I have just purchased a Fracini Cherub and am now looking at getting my grinder have been told to get the Mazza Mini as a good pairing, any more advice before a buy would be much appreciated.

It won't be used very heavily 3-4 cups at day at max, would like an easy to use machine as a novice

Thanks

Tony


----------



## coffeechap (Apr 5, 2012)

The mazzer mini is a good little grinder, but perhaps you could answer a few questions so that people here can help you better.

What sort of budget are you looking to spend?

How much room have you got?

Do you mind if e grinder has a doser?


----------



## tony1970m (Nov 16, 2013)

Hi

i have around £400-500 I would like it to fit under the kitchen cupboards so I would need a small hopper, and I don't mind if it has a doser

Tony


----------



## coffeechap (Apr 5, 2012)

Really good budget, final questions

Do you want to single dose?

Would you consider used?


----------



## tony1970m (Nov 16, 2013)

What's the difference in single dose? And yes I would consider used

thanks


----------



## coffeechap (Apr 5, 2012)

Single dose basically means that you only put sufficient beans in for the amount of ground coffee you want out.

Your options are very good indeed, an anfim super caimano with probably the best doser around can be had used for that kind of money, you are pretty close to a used mahlkonig k30 and are on the money for a mazzer royal or major, both 83mm burr grinders.

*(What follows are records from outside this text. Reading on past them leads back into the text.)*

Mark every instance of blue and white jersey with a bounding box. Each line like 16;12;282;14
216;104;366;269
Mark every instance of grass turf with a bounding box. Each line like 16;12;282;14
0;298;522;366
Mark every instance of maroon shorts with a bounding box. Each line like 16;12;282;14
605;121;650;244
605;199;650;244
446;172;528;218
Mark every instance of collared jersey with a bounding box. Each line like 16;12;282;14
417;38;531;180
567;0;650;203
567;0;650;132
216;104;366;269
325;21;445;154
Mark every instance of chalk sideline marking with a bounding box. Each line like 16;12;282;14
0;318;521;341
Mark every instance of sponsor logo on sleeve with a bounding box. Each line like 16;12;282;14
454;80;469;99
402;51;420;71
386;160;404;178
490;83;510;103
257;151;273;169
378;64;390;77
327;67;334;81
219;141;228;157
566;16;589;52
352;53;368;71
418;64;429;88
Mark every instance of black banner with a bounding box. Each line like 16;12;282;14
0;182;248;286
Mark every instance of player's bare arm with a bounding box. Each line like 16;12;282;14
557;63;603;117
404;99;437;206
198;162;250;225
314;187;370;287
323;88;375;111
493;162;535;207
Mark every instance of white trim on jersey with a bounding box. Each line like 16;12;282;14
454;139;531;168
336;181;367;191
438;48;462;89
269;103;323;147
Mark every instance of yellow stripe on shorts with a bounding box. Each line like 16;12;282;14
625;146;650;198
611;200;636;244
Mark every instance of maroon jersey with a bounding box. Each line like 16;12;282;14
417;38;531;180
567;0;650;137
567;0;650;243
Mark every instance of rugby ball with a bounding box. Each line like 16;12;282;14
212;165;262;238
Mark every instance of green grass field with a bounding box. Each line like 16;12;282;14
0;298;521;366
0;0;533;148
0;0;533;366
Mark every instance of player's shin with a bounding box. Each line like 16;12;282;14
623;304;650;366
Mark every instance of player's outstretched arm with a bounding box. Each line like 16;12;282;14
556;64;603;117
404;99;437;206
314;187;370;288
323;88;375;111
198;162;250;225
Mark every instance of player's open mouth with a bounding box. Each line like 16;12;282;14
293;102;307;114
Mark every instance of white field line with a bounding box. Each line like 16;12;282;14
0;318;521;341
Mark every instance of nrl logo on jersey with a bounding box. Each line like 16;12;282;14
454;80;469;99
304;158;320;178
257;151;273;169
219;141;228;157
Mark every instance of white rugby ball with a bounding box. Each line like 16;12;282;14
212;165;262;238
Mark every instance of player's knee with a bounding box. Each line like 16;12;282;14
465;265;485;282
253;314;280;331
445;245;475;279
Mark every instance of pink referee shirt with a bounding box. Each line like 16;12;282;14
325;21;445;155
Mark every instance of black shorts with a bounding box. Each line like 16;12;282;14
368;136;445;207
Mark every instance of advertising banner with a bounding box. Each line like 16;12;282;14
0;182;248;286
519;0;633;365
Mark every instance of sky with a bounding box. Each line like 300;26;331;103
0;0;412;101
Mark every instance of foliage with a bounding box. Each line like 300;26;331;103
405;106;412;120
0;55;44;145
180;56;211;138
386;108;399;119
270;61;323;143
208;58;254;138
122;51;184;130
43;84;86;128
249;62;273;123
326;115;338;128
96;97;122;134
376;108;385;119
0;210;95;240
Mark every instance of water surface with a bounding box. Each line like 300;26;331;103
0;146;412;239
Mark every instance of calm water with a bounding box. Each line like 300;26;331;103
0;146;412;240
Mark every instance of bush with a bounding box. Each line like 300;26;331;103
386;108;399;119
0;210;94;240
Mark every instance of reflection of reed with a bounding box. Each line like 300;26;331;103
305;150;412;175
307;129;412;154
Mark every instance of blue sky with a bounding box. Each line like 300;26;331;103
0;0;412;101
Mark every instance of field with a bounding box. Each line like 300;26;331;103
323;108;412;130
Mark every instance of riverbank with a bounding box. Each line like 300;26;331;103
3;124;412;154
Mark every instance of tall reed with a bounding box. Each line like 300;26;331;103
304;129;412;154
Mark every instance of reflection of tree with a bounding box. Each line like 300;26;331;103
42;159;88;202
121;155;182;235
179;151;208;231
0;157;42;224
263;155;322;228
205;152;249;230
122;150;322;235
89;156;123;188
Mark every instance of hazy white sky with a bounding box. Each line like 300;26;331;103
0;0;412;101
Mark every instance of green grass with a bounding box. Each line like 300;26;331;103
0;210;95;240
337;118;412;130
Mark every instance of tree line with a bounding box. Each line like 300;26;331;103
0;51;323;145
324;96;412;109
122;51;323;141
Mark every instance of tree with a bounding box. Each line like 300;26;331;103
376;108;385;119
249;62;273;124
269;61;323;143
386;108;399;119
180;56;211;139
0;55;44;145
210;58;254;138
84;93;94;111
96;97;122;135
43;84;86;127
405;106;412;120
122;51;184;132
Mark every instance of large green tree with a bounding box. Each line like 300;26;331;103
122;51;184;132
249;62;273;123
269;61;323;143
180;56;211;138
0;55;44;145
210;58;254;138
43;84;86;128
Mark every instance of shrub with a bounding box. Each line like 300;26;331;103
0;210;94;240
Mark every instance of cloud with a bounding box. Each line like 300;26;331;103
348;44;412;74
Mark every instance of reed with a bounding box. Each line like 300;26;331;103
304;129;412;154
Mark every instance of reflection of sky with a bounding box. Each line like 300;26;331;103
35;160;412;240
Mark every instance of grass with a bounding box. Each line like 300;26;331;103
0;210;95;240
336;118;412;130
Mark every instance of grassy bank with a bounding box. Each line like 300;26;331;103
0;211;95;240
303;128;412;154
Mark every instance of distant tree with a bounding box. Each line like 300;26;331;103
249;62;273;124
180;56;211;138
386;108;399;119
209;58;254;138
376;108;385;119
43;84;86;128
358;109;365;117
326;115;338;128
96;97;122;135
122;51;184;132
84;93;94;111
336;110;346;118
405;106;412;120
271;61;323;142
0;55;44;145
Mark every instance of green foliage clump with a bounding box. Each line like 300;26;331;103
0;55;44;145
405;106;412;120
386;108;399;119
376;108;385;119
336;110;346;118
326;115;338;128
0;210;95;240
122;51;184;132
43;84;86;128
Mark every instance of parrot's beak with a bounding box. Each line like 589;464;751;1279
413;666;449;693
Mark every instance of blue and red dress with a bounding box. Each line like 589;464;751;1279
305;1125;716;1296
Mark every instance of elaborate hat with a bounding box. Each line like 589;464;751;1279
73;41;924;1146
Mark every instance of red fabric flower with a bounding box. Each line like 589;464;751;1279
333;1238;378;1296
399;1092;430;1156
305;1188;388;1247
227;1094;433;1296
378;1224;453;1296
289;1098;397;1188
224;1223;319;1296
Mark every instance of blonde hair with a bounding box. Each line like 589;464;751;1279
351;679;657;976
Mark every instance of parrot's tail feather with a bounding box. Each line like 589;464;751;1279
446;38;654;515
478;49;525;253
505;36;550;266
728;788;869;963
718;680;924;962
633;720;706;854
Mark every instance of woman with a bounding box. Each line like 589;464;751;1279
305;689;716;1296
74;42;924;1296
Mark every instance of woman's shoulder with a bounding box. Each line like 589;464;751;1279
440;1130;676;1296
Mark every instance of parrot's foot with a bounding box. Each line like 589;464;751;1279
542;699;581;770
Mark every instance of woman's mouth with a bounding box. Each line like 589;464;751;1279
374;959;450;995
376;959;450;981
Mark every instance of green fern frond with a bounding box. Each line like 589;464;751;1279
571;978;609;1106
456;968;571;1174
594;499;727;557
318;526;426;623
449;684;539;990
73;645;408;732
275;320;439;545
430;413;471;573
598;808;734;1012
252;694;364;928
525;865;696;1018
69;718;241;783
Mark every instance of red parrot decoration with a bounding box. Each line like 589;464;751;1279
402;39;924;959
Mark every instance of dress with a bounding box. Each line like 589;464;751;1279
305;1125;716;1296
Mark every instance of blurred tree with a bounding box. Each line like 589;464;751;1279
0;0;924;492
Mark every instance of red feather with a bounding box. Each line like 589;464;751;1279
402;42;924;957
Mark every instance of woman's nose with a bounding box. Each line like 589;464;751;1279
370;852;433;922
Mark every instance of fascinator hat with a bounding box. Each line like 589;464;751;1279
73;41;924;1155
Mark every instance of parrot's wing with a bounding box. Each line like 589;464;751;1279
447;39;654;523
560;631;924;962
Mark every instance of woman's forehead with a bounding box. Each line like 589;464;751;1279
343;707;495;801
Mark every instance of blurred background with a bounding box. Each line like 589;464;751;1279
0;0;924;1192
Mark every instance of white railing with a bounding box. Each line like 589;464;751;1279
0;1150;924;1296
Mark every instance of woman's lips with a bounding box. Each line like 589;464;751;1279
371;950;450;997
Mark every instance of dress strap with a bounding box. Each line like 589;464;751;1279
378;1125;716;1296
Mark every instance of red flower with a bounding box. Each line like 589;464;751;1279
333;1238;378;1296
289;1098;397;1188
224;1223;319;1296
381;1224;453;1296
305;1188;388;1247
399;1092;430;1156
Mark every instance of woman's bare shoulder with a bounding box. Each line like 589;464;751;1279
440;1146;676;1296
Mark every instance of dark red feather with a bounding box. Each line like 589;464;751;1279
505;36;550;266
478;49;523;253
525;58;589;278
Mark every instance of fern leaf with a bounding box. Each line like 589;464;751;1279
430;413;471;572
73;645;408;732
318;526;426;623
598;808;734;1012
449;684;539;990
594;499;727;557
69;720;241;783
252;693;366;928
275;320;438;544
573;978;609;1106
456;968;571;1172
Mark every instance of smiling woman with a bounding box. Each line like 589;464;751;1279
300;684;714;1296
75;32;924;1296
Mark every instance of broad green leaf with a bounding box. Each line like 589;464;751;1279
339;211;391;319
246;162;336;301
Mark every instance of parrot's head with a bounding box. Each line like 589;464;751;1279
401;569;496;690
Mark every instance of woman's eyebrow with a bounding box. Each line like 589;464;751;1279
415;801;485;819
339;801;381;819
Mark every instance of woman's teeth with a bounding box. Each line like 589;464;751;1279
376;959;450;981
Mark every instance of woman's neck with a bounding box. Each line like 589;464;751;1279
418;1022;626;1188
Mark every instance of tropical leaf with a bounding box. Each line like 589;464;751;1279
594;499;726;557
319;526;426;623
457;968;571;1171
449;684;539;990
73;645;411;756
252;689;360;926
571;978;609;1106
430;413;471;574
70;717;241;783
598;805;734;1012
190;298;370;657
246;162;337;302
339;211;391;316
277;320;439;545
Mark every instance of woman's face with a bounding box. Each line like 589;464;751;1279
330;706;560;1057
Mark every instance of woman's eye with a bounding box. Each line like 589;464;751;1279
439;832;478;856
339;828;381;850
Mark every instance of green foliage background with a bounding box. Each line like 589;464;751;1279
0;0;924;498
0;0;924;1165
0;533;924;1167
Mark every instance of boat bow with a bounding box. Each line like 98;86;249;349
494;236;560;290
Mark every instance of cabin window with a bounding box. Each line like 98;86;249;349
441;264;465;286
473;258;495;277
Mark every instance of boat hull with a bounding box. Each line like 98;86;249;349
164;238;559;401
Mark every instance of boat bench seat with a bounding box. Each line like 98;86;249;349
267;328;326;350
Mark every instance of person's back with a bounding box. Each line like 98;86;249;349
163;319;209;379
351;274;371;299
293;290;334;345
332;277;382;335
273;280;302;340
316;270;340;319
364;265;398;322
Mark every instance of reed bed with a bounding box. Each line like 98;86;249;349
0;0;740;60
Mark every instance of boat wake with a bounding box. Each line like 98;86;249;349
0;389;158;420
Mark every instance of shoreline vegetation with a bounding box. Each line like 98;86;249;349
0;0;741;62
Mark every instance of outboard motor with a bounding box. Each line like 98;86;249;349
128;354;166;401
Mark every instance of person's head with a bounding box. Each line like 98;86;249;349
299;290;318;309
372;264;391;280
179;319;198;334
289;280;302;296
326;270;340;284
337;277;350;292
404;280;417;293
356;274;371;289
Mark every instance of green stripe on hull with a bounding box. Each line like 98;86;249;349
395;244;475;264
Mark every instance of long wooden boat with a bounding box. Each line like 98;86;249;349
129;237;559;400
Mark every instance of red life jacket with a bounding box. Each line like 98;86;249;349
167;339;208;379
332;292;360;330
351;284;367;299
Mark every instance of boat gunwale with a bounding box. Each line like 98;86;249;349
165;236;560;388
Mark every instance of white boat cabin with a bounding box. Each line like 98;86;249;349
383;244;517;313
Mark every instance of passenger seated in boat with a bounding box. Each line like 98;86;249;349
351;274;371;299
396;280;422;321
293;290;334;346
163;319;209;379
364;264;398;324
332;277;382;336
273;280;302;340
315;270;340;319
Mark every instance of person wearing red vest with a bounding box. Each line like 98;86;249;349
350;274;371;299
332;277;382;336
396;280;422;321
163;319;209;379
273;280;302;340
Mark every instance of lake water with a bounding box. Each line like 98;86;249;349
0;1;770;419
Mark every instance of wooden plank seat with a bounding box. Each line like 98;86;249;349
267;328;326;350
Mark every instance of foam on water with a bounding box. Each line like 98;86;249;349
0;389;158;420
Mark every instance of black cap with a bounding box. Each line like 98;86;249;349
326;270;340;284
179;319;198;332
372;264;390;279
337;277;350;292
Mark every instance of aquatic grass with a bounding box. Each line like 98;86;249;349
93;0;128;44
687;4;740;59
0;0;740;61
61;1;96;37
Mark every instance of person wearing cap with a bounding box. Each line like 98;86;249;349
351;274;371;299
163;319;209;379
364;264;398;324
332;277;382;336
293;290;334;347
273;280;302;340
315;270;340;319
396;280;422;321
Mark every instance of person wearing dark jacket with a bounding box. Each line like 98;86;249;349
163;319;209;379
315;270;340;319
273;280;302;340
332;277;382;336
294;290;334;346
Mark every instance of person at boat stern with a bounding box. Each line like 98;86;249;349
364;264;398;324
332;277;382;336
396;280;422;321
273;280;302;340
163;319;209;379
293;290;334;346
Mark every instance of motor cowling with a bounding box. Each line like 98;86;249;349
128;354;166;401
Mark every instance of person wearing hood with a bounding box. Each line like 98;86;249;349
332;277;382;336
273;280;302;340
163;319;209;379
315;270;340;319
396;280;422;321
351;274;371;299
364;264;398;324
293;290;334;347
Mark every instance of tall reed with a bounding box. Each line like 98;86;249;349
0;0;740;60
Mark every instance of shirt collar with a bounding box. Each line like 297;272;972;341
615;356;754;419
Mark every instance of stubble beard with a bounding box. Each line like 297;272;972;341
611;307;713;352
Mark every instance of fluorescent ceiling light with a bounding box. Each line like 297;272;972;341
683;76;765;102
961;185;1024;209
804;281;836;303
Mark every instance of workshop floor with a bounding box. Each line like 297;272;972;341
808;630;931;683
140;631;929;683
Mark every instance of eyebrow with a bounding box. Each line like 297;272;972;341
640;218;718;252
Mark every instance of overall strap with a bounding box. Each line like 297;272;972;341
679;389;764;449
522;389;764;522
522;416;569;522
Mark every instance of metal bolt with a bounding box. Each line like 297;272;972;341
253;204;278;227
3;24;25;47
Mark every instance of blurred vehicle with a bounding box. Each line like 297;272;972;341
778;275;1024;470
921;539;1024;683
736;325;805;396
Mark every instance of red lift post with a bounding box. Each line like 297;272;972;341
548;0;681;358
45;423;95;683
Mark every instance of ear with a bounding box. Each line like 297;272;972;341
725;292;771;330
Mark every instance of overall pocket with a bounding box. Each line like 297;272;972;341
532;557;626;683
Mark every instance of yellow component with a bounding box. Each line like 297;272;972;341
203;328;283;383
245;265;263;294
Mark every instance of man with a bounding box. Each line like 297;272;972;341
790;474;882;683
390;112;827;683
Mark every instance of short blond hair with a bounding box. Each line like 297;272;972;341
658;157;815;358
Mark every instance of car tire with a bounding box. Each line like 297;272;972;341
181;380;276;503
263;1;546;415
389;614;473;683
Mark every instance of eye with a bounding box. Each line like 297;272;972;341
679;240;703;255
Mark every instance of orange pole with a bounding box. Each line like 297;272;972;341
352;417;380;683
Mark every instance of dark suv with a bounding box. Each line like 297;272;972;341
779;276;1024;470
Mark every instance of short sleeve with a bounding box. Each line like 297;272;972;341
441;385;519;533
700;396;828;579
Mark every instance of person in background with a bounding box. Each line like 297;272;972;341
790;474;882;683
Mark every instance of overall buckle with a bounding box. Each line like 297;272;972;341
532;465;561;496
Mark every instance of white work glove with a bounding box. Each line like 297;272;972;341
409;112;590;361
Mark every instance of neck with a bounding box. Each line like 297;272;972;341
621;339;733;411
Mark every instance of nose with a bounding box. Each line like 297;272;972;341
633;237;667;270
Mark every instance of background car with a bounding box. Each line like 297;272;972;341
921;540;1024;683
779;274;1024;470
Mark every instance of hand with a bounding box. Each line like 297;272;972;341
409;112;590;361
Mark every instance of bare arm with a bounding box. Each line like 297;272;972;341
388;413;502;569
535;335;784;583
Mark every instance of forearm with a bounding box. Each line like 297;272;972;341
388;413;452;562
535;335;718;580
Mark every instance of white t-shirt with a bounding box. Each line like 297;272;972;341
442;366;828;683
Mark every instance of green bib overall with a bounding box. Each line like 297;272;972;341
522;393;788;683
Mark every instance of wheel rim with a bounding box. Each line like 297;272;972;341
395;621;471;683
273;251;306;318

Conical grinders can also be had for this kind of money but they are harder to find.


----------



## tony1970m (Nov 16, 2013)

Am I better off buying one of these used ones is there a big difference in the end result?


----------



## jeebsy (May 5, 2013)

YOu'll get much more grinder for your money second hand


----------



## tony1970m (Nov 16, 2013)

Do you know who is selling the Anfim super camano?


----------



## tony1970m (Nov 16, 2013)

Or any of the others mentioned

thanks


----------



## urbanbumpkin (Jan 30, 2013)

Agree with Jeebsy. Used does get more for your money.


----------



## Charliej (Feb 25, 2012)

Just PM CoffeeChap and he will fill you in on what he has and prices, anything you buy from him will be as good as new and fully refurbed and serviced, far better option than taking a chance on ebay or gumtree particularly if you're not very mechanically inclined.


----------



## Dr Steve (Nov 25, 2013)

I wish I could afford £400! My budget is around £200- to complement a gaggia classic, and limited by kitchen units to 45cm high. Any ideas for me?


----------



## 4085 (Nov 23, 2012)

A second hand Eureka Mignon, they come up on here quite often. A brand new Sage. They have been trialled by a couple on here and I own one. I find it fine for what it is. The only question is around build quality or longevity as it has a lot of electronics. they are £199 everywhere you look and come with a 2 year warranty as standard, but i~ believe John Lewis extend that to 3 years for £28 or so.


----------